Although parents will generally still be expected to have some ongoing contact with a child in long-term care, it is not generally considered appropriate for them to be involved in the child’s day-to-day care as a member of their care team. However, parents who have voluntarily but permanently relinquished the care of a child with a disability via a Child Care Agreement process are expected to have an appropriate ongoing role in their child’s care.

When parents are part of a care team, they should be seen as an important member of the team – not as the care team’s clients. This means the care team should focus on how the child’s needs can best be met while they are in care, and not on whether the child should be in out-of-home care. Whether and when the child goes home are case planning decisions – which should also be discussed with parents and extended family members, possibly by using family group conferencing and family mediation processes – but not at the same time or in the same way as the day-to-day practical care arrangements for the child need to be discussed and managed.

Ensure there are a number of opportunities for parents and key family members who are care team members to have a say in the practical decisions being made about how the child’s needs will be met while the child is living away from their family.
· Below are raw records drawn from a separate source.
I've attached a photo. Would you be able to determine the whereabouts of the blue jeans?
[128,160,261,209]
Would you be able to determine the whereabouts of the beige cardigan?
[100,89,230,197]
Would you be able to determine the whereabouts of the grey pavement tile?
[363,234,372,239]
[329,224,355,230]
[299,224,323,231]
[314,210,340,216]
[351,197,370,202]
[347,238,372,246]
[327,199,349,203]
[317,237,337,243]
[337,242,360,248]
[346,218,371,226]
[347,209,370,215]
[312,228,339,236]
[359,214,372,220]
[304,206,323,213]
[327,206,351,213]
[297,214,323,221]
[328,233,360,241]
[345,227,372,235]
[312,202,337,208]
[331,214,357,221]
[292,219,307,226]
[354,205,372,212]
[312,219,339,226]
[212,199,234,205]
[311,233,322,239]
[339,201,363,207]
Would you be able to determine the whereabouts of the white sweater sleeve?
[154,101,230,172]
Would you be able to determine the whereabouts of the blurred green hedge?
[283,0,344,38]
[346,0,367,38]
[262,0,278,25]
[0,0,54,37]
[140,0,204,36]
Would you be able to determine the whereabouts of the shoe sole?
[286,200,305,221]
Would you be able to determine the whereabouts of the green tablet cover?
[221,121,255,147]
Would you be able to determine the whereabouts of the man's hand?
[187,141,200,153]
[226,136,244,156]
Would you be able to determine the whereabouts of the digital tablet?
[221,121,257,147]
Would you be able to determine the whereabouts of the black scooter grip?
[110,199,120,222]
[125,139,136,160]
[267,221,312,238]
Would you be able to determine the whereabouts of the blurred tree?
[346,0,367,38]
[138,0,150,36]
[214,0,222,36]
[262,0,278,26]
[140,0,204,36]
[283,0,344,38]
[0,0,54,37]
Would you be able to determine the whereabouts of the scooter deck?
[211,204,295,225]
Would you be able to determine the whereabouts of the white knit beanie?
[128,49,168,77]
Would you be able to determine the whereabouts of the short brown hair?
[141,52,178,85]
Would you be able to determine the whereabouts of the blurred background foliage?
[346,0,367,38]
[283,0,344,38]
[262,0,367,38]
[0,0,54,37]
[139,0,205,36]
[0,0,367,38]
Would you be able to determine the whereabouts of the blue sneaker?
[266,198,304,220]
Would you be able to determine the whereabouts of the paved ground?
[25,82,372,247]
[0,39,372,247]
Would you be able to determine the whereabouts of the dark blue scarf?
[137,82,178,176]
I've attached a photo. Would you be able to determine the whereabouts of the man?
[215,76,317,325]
This should include them sharing the care team’s collaborative responsibility for arranging contact visits in accordance with any court conditions, being part of school based student support groups, and being consulted about medical treatments.
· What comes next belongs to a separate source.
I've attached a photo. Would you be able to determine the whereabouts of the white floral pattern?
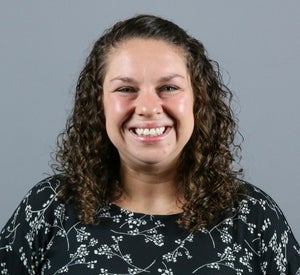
[0,176,300,275]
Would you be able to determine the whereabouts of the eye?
[116,86,135,93]
[159,85,179,92]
Some parents may not be able to participate in face-to-face care team discussion because of geographic separation, mental illness or being in prison. Assist them to participate by mail, email, telephone or video conferencing or by passing on information individually through one member of the care team. Encourage and value the contribution they can make to their child’s care when they share family stories, key information about childhood illnesses or other personal information. Arrange to give parents and key family members copies of school reports, photos and other relevant information about their child’s progress.

For children in kinship care, engaging parents and extended family members from all sides of the family in care team processes may be particularly challenging. Consider drawing on practice approaches such as family-led decision making and family mediation to support care team processes in these circumstances.